4. The Great Society. On the lower end of the government spectrum, the social safety net (separate and apart from arguments as to its necessity and proper structure) caused the weakening of family structures and the work ethic. It makes more rational sense for a woman with kids on welfare to go it alone than to share that pie with a husband who might be a drag on the family and throw away the money.
5. Racism. I'm a 3x minority....I don't believe America is "systemically racist"....I ascribed to the belief that everyone, regardless of skin color, is a little bit racist. But I also think there's racism out there, and it's often times the easiest reason for people to see why their lives may be in the crapper (rather than all the more complicated economic and societal stuff). And the history of America from it's founding through the civil rights movement was overwhelmingly concerned with racism and race.
6. The Collapse of Institutions. Back in Reagan's time, religion was the corner stone of the Reagan coalition. Trump just gives religion lip service, and the Mormons are uncomfortable with this new aggressive stance taken by the Republican Party. The churches, particularly the main line institutions, have collapsed. On the left, it's been replaced with wokeism/post-modernism. Other institutions as well have collapsed and been discredited. The pandemic for example has trashed the reputation of our health experts and teachers among a large segment of the population. The police are in disrepute among certain elements of the left. The press has trashed itself, and the tech industry is going down the way with it. The things which held us together are no longer there.
7. The Internet. Smashed gatekeepers to information (something which causes rage among the elites), and anonymity has led to inflammatory ways of dealing with each other.

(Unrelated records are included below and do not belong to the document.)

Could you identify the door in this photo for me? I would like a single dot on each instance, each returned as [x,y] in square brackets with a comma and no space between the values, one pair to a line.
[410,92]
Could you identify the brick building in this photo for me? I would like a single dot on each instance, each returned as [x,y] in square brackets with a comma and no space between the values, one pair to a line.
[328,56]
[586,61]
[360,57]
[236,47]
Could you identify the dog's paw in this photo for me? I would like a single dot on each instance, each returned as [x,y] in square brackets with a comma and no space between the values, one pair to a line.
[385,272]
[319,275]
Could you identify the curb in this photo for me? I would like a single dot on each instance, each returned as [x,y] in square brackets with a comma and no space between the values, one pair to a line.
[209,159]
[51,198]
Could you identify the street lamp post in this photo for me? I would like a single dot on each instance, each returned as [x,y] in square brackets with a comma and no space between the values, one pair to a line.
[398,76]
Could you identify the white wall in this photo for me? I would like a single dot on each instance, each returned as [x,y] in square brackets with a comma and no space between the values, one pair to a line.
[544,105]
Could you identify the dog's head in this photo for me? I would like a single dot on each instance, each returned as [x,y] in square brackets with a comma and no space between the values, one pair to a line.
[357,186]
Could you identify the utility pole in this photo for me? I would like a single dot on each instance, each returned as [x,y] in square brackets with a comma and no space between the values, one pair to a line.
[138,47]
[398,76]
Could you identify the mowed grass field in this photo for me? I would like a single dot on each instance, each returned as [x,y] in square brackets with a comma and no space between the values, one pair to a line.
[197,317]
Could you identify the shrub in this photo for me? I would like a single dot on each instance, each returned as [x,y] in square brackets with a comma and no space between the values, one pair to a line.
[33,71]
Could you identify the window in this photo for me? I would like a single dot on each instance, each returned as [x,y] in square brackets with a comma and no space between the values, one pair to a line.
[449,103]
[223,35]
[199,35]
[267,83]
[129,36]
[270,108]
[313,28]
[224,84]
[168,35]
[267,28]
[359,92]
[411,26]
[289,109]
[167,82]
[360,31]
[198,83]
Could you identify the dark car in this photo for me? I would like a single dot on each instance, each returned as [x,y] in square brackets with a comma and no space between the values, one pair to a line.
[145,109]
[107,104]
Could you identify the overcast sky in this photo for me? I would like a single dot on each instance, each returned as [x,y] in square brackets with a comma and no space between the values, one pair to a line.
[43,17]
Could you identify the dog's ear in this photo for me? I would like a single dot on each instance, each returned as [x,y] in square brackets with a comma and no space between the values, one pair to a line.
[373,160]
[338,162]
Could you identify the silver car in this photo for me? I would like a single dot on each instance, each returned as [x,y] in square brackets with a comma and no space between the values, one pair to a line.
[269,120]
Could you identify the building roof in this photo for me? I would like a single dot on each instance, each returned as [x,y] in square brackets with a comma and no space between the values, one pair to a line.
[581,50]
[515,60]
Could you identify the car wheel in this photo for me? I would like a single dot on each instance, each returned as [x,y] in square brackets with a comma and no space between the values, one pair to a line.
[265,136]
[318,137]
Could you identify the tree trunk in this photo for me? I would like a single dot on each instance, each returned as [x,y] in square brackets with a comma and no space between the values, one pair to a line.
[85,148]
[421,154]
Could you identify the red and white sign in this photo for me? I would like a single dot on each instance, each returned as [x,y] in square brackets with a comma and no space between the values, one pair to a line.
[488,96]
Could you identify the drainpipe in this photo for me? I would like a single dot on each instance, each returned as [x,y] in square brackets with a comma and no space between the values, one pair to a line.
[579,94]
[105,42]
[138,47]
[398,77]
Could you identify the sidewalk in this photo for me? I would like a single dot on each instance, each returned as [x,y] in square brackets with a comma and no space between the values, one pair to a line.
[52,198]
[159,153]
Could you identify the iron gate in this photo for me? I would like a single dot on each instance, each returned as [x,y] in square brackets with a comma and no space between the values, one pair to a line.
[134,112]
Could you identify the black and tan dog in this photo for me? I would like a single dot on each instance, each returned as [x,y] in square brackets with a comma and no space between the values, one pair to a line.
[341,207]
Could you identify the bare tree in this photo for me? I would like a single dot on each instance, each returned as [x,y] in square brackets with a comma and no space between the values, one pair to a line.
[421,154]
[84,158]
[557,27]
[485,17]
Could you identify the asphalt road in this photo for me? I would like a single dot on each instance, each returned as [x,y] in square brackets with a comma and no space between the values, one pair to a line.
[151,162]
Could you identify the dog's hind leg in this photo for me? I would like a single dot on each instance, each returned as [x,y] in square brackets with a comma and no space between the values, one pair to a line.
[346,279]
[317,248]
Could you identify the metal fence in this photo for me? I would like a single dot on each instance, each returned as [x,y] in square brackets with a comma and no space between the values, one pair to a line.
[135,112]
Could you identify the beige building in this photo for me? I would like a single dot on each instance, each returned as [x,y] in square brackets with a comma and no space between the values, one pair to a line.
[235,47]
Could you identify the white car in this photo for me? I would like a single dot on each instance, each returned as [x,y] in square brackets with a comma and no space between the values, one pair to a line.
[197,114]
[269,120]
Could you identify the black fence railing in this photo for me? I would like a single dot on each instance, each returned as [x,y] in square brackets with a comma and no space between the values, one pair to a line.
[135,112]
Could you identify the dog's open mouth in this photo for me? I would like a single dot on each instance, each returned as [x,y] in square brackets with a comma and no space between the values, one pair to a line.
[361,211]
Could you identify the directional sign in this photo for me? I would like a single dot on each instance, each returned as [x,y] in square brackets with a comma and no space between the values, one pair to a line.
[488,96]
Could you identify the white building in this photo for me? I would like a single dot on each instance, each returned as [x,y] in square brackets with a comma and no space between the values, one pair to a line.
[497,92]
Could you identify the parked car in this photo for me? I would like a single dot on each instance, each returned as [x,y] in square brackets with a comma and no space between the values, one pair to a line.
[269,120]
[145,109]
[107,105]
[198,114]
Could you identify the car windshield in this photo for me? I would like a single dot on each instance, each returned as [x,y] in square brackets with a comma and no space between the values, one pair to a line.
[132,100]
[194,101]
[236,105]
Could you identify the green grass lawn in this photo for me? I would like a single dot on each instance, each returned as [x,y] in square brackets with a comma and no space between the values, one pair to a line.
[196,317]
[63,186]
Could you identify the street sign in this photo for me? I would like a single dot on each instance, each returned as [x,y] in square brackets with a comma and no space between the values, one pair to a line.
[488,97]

All this to say, Trump's the dam, not the river....he's a symptom....things are going to get worse short of inspired leadership. The D reactions haven't exactly filled me with confidence, and frankly I'm not sure Biden is up to it...it would require a Lincolnesque figure. Hope I'm wrong.
Its Clinton's fault, LMFAO.

It is certainly funny how times have changed though. In Clinton's time an impeachable offense apparently was getting a BJ in the WH ... vs now ...
 
Its Clinton's fault, LMFAO.

It is certainly funny how times have changed though. In Clinton's time an impeachable offense apparently was getting a BJ in the WH ... vs now ...
Welfare reform. Specifically while it cut down on fraud it made it harder for people to get off by raising the opportunity cost of doing work.